Evelyn la arrastró hacia una mesa larga ocupada por ocho o nueve músicos, todos con pinta de conocer más ciudades que ella cafeterías. Vestían con ese tipo de descuido que coquetea con lo intencional y hablaban con esa soltura prepotente de los que han girado por el mundo, perdido vuelos y amado a más de una persona con nombre impronunciable.
—Chicos, ella es Dai —anunció Evelyn, con el tono de quien presenta un fenómeno curioso—. Tocaba piano en la universidad. Era buenísima. Pero luego se convirtió en... ¿contadora? ¿administradora? Algo serio, en fin.
—Oh, wow —dijo alguien con acento francés—. ¿Qué te hizo cambiar el piano por las hojas de cálculo?
—Las facturas impagas, principalmente —respondió Dai con una sonrisa medida.
Rieron. No con malicia, pero sí con ese tono que tiene la gente cuando creen que han encontrado una respuesta simpática de alguien que ya no forma parte del club.
—¿Pianista y ahora contadora? —preguntó una mujer de rizos negros, arqueando una ceja.
—Sí. Rara evolución, lo sé —respondió Dai, sentándose.
—¿Y qué haces exactamente? —preguntó un hombre alto con cabello canoso y gafas redondas—. ¿Impuestos? ¿Auditorías?
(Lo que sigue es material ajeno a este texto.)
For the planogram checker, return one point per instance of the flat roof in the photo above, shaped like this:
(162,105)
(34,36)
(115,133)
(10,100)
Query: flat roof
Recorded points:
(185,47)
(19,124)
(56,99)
—Balances financieros —respondió ella con calma—. Proyecciones. A veces auditoría interna.
—Vaya —murmuró alguien más—. Suena tan... estructurado.
—Lo es —dijo Dai—. Supongo que me gustan las cosas que terminan donde deben terminar.
La conversación derivó pronto hacia otros temas. Conciertos en Lisboa. Una violinista italiana que se había desmayado en pleno ensayo. El ego incontrolable de un director suizo. Dai sonreía, asentía, hacía comentarios aquí y allá, pero se sentía como una actriz en una obra a medio recordar.
Se giró hacia ella un violinista rubio con chaqueta de cuero.
—Dai... ¿es un nombre chino?
—Japonés —aclaró Dai—. Por mi madre.
—Ah, exótico —comentó otra mujer, con el tono de quien cree haber sido amable.
Dai apretó la mandíbula solo un poco. “Exótico”. Como un fruto que no reconoces en el supermercado pero igual decides comprar “por probar”. Sonrió sin ganas.
Siguieron hablando entre ellos. Nombres de directores, ciudades en las que habían tocado. Discusiones sobre qué festival tenía mejor acústica. Cada tanto, alguno la miraba como para incluirla, pero lo hacían como quien invita al portero a opinar sobre ópera.
Una mujer de cabello cobrizo la miró de reojo.
—¿Y tú no tocas nada ahora? ¿Ni por hobby?
—La verdad, no.
—Qué lástima —dijo la mujer, con esa mezcla de compasión y distancia que se tiene ante una muñeca rota.
En la mesa, las copas se llenaban y las anécdotas se multiplicaban. Evelyn insistió en contar una historia sobre cómo casi se desmayó en un escenario de Milán. Dai sonrió, rió donde debía, asintió cuando la miraban, pero todo dentro de ella gritaba que no pertenecía allí.